Perhaps we can talk about this 1:1 on Monday, but I think I'd recommend this simple spec for choosing relevant formatters (or at least put it forward as a strawman).
Strawman spec for choosing a formatter (for mimeType and object actual type A):
If no mimeType is specified, determine one
Choose the most-specific user-registered mime type preference relevant to A
If none are relevant, then choose a default mime type.
Next, determine a formatter
Choose the most-specific user-registered formatter relevant to A
If none are relevant, then choose a default formatter (using the same rules with the built-in defaults).
Here "most specific" is in terms of the class and interface hierarchy. In the event of an exact tie in ordering or some other conflict, more recently registered formatters and mimeTypes are preferred. Type-instantiations of generic types are preferred to generic formatters when their GenericTypeDefinition are the same
The default sets of formatters for a mime type always include a formatter for object
.
Examples:
If the user registers a formatter for type A it is used for objects of type A (unless more formatters for type A are specified)
If the user registers a formatter for System.Object, it is preferred over all other formatters except other user-defined formatters
If the user registers a formatter for any sealed type, it is preferred over all other formatters (unless more formatters for that type are specified)
If the user registers List<>
and List<int>
formatters the List<int>
formatter is preferred for objects of type List<int>
If the user registers a confusing conflicting mess of overlapping formatters incrementally, they should Formatters.Clear() or restart the kernel.
If the user registers text/plain
as the mime type for object
then it is used as the mime type for everything (likewise any other mime type)
Evaluation implicitly leads to a default formatter registration which then leads to user-defined formatters being ignored. THis is very confusing.
Restart kernel
Evaluate
DayOfWeek.Monday
Register a formatter for IComparable
Evaluate
DayOfWeek.Monday
againExpected: The formatter for IComparable is invoked
Actual: the same formatting as step 1 is used
Compare with
Restart kernel
Register a formatter for IComparable
Evaluate
DayOfWeek.Monday
againIn this case, the formatter for IComparable is invoked. The fact that I've previously formatted a DayOfWeek value should be irrelevant.
The formatter architecture is very sniffy, it seems full of hidden state like this. Somehow evaluation causes default formatters to be populated and then those take precedence of user-specified formatters.

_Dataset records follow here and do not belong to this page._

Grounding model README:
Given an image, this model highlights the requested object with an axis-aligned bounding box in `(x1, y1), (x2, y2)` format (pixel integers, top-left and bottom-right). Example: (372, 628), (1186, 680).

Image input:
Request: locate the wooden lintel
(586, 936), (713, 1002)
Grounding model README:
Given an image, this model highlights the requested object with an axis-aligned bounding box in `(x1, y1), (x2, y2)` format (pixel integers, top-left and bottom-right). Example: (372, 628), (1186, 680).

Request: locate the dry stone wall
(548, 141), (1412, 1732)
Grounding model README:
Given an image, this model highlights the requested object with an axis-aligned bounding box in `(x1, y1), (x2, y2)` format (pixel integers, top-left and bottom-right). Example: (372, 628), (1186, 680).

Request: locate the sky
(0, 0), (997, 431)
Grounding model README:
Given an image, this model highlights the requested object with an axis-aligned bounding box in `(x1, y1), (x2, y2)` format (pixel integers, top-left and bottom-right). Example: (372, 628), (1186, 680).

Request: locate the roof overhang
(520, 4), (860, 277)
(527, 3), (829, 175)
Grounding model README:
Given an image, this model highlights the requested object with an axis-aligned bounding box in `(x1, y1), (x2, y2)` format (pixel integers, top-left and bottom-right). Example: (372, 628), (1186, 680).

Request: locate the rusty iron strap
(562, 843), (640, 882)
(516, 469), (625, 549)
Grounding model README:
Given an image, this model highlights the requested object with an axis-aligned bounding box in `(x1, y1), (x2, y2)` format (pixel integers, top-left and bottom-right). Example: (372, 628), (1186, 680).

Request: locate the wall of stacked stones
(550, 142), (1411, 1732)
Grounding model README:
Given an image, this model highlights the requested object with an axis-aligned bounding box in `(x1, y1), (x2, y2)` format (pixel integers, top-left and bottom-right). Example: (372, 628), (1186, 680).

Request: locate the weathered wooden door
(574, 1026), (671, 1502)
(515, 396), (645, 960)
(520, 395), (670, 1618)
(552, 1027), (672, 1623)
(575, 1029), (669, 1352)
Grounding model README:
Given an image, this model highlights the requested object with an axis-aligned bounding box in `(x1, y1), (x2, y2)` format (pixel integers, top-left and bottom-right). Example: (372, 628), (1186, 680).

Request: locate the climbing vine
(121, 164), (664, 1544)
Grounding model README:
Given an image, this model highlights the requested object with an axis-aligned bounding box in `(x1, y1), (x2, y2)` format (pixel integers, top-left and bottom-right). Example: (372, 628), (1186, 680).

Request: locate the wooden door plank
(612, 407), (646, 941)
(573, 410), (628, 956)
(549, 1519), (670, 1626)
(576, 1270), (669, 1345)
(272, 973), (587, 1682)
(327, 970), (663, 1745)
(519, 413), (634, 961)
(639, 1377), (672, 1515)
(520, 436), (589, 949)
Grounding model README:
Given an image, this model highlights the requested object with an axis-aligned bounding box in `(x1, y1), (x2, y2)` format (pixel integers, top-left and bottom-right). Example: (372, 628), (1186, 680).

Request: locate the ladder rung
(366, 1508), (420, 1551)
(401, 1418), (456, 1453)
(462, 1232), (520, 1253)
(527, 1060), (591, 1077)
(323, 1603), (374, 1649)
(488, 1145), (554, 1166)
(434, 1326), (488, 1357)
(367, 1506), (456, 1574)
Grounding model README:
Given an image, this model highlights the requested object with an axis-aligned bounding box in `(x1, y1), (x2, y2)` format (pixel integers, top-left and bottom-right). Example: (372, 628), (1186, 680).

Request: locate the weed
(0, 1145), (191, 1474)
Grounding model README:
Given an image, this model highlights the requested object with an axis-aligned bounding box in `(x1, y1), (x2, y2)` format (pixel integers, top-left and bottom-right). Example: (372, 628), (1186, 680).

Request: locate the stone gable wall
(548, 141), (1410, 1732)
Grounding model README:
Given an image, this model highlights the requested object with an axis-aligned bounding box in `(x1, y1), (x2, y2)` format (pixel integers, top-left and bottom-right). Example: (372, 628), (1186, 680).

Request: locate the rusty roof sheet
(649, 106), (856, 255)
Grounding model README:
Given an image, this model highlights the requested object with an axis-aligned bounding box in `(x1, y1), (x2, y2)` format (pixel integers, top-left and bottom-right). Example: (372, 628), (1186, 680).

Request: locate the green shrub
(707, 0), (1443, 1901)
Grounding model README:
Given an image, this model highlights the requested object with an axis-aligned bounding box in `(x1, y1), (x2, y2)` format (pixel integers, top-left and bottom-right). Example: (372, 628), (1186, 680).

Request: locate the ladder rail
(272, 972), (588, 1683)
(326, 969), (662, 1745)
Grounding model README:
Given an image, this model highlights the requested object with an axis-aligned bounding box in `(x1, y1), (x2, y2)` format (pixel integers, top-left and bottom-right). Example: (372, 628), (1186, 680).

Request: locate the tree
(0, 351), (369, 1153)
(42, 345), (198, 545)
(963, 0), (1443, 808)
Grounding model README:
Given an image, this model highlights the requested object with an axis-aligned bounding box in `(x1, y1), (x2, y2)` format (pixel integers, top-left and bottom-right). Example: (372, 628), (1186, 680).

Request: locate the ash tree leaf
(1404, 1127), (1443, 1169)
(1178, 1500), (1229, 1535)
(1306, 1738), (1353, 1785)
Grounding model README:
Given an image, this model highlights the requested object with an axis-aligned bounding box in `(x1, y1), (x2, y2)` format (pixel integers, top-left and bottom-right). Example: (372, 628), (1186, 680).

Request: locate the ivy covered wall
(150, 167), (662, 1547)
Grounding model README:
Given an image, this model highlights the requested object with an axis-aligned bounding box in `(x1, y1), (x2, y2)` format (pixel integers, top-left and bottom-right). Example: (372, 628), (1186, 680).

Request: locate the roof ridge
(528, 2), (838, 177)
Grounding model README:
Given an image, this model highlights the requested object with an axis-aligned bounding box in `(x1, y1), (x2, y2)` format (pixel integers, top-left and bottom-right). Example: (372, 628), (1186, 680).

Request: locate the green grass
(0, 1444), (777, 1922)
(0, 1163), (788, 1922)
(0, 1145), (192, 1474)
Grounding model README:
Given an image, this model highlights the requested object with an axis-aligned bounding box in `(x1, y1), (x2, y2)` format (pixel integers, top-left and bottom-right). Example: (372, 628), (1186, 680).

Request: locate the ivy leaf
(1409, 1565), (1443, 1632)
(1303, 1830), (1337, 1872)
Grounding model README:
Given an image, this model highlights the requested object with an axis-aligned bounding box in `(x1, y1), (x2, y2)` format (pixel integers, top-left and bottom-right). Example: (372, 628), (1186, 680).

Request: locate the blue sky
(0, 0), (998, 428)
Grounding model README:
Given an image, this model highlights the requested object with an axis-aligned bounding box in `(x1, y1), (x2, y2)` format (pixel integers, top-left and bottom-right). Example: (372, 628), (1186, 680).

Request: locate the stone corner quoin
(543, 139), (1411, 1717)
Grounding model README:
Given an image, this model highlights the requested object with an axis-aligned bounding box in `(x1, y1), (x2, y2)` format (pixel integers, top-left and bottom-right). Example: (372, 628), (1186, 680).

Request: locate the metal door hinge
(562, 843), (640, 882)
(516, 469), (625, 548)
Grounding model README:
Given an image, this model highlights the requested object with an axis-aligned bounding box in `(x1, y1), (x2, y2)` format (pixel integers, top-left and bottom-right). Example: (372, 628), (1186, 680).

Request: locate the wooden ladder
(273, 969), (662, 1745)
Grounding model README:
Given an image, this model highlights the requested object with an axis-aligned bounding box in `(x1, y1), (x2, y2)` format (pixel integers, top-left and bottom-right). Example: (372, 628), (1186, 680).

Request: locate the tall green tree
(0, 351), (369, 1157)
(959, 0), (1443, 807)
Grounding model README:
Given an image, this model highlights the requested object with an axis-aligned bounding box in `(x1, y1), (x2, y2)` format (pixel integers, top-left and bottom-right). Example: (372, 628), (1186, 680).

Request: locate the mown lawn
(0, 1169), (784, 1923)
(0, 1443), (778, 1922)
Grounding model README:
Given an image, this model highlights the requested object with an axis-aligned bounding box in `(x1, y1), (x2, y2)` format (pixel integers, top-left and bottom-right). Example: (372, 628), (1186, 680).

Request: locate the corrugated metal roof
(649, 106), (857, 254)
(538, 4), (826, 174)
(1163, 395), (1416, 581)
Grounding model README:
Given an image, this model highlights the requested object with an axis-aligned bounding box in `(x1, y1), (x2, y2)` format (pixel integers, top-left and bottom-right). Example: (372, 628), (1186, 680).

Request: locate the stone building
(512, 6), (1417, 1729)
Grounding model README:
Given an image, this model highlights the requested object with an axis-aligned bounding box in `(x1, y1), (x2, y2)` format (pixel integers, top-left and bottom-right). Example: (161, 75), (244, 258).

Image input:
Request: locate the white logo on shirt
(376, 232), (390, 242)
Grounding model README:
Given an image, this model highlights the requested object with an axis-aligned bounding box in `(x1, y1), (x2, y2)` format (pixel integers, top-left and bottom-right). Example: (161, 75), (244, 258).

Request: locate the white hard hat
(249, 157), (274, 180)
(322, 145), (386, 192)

There should be a simple declarative spec like
"we run all registered user-defined formatters in sequence finding the first that matches, then run default formatters", or
"we look at all user-defined formatters and select the one that is closest match by type hierarchy. If none match we do the same with the default formatters"
I took a look at the implementation and TBH I saw some code fragments that indicate these type-indexed tables get automatically populated by defaults which I assume that leads to this kind of problem.